A Nonconformity Report is a formal record that a specified requirement has not been met. It is commonly used in audits, inspections, and quality management systems to document evidence of nonconformance and to trigger follow-up actions.
What a Nonconformity Report includes
While formats vary by organization and standard, a Nonconformity Report typically documents:
- The requirement or standard that was not met (for example, a procedure, specification, or regulation)
- Objective evidence of the nonconformity (what was observed, measured, or found)
- Location, process, product, or system affected
- Classification or severity level (for example, major, minor, critical)
- Immediate actions taken, if any
- Assigned responsibility and due dates for corrective actions
- Follow-up verification that actions were completed and effective
Use in industrial and regulated environments
In manufacturing and other regulated operations, Nonconformity Reports are used to document:
- Audit findings against standards, internal procedures, or customer requirements
- Process deviations on the shop floor, such as out-of-spec measurements or missed process steps
- Supplier issues, such as nonconforming raw materials or components
- System or documentation gaps in areas like MES, ERP, batch records, or equipment qualification
The report itself does not usually represent a regulatory failure or loss of certification by default.
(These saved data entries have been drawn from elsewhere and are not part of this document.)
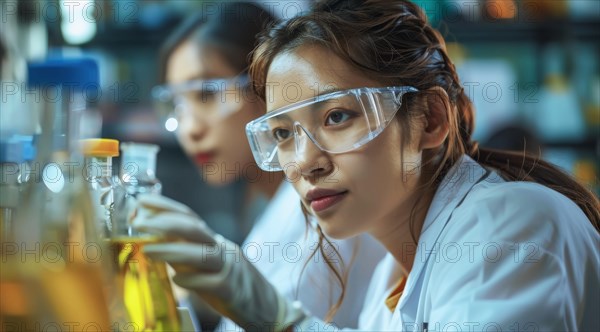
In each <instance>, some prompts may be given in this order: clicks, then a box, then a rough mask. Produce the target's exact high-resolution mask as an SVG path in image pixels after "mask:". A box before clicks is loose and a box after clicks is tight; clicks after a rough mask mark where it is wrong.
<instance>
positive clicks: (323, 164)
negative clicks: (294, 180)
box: [294, 122, 334, 177]
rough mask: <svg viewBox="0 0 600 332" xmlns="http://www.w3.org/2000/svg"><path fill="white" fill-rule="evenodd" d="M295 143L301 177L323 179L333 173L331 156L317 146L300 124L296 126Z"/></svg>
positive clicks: (299, 169) (304, 128)
mask: <svg viewBox="0 0 600 332" xmlns="http://www.w3.org/2000/svg"><path fill="white" fill-rule="evenodd" d="M294 141H295V144H296V166H297V170H296V171H298V172H299V173H300V175H302V176H304V177H321V176H326V175H328V174H330V173H331V172H332V171H333V168H334V167H333V163H332V162H331V159H330V157H329V154H328V153H327V152H325V151H323V150H321V149H320V148H319V146H317V144H316V143H315V142H314V141H313V140H312V139H311V137H310V136H309V134H308V131H306V129H305V128H304V127H302V125H301V124H300V123H298V122H296V123H295V124H294Z"/></svg>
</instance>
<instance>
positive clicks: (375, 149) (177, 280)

Instead, it becomes an input to corrective and preventive action (CAPA) or similar processes, where root cause is investigated and changes are documented and verified.
Operational role
Operationally, Nonconformity Reports help link events on the shop floor and in information systems to formal quality workflows. They often:
- Originate from audits (internal, customer, or third-party), in-process inspections, or automated system checks
- Feed into electronic quality management systems, document control, and CAPA tracking
- Provide traceable records that can be reviewed in later audits or management reviews
Common confusion
Nonconformity Report vs. Nonconformance: The nonconformance (or nonconformity) is the actual condition where a requirement is not met. The Nonconformity Report is the documented record of that condition.
Nonconformity Report vs. CAPA: A Nonconformity Report describes the issue and evidence. CAPA activities describe how the organization addresses the root cause and prevents recurrence. A single report may lead to one or more CAPA records.
Relation to NCR in audits
The abbreviation “NCR” in an audit context commonly refers to a Nonconformity Report. During an audit, each identified nonconformity is usually documented as an NCR, which then follows the organization’s defined process for review, corrective action, and follow-up verification.